The flight path of 10 Chinese People’s Liberation Army Air Force (PLAAF) aircraft flying over international waters off Taiwan’s east coast and through the Miyako Strait between Japan’s Miyako and Okinawa islands on Thursday was fully monitored, the Ministry of National Defense (MND) said yesterday.
Two Chinese Xian H-6 bombers and other airplanes flew over the Miyako Strait, the Japanese Ministry of Defense said, adding that Chinese warships and airplanes have been seen passing through the strait with increased frequency.
From 2012 to last year, PLAAF planes crossed the Miyako Strait between four and six times per year, according to data obtained from the Japanese ministry.

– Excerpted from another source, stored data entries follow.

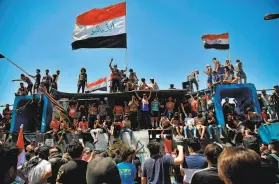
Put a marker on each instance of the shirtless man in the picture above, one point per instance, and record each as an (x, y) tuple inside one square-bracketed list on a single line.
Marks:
[(199, 124), (133, 105), (170, 107), (27, 81), (165, 122)]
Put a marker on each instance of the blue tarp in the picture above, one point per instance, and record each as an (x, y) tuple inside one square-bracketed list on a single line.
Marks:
[(237, 91), (46, 112)]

Photo courtesy of the Ministry of National Defense
They have already crossed the strait three times this year, according to data.
Chinese airplanes have flown over the international waters off Taiwan’s east coast at least seven times since the Democratic Progressive Party (DPP) came to power in May last year, military observers in Taiwan said, adding that the number of airplanes has increased with each mission.

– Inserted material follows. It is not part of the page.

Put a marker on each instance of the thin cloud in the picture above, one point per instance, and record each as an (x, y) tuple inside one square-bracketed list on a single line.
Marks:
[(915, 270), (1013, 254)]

The flight was in accordance with the PLAAF’s long-distance flight training regimen and the Republic of China Air Force (ROCAF) monitored the movements of the Chinese planes, the MND said.
Photo courtesy of the Ministry of National Defense Japan
The MND released pictures of Indigenous Defense Fighters (IDF) shadowing the Chinese planes.
The Presidential Office said in a statement that the MND is closely monitoring all Chinese military activity and reports have been forwarded to the National Security Council, which directly advises the president.
All early warning systems and national defense measures are in place and ready, Presidential Office spokesman Sidney Lin (林鶴明) said.
Photo courtesy of the Ministry of National Defense Japan
The public should rest assured that the MND is ready to defend the nation, it said.
In a similar military exercise last week, China flew six warplanes over the Miyako Strait, which the MND at the time said it had also monitored.
Such exercises are legal and proper and Japan should “get used to it,” the Chinese Ministry of National Defense said at the time.
The flyover by the formation of Xian H-6 bombers was “unusual,” Japan’s defense ministry said in a statement, but added that there had been no violation of the nation’s airspace.